A) Correlation between the sPRE collected for ligand-free Ca²⁺-CaM in the presence of 2 mM and 4 mM paramagnetic cosolute, Gd³⁺-TTHA-TMA. PRE values and errors are both multiplied by 2 for the 2 mM dataset. B) Correlation between observed and calculated sPRE values based on the open structure of the protein (PDB code 1CLL). The sPRE values are colored by NTD (residues 1-74), linker region (residues 75-86), and CTD (residues 87-148). C) Comparison of the observed sPRE profile (red dots) and back-calculated sPRE profiles for the known crystal structure in the open conformation (blue line) and the ensemble structure identified in this study (orange line). Residues with large improvement in the agreement between observed and calculated sPRE values are color-shaded. The error bars stand for 1 standard deviation in sPRE measurement uncertainty.

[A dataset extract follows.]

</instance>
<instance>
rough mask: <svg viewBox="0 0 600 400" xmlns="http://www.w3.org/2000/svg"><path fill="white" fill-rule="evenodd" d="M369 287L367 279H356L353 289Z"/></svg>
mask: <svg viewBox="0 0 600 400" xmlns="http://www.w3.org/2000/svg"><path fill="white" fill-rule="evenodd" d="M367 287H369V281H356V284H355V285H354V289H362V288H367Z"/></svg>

Fig. 7. A two-conformer ensemble structure identified for ligand-free Ca²⁺-CaM

A) The open state selected from MD library with a population of 60%. B) The close state selected from MD library with a population of 40%. The two domains, with the NTD and CTD colored in different shades of gray, bury solvent accessible surface area of ~1255 Ų, while at the same time, the linker residues improve their solvent exposure at one side of the protein. C) Comparison of the closed-state structure identified based on the sPRE data (colored blue) and previously determined based on the PRE data with a nitroxide probe covalently attached at S17C site (colored light orange). The backbone r.m.s. difference between the two structures is as low as 1.50 Å. D) Comparison of the closed-state structure based on the sPRE (marine) and the crystal structure of the ligand-bound Ca²⁺-CaM (PDB code 1CDL, colored orange). The backbone r.m.s. difference between the two structures is as low as 3.50 Å.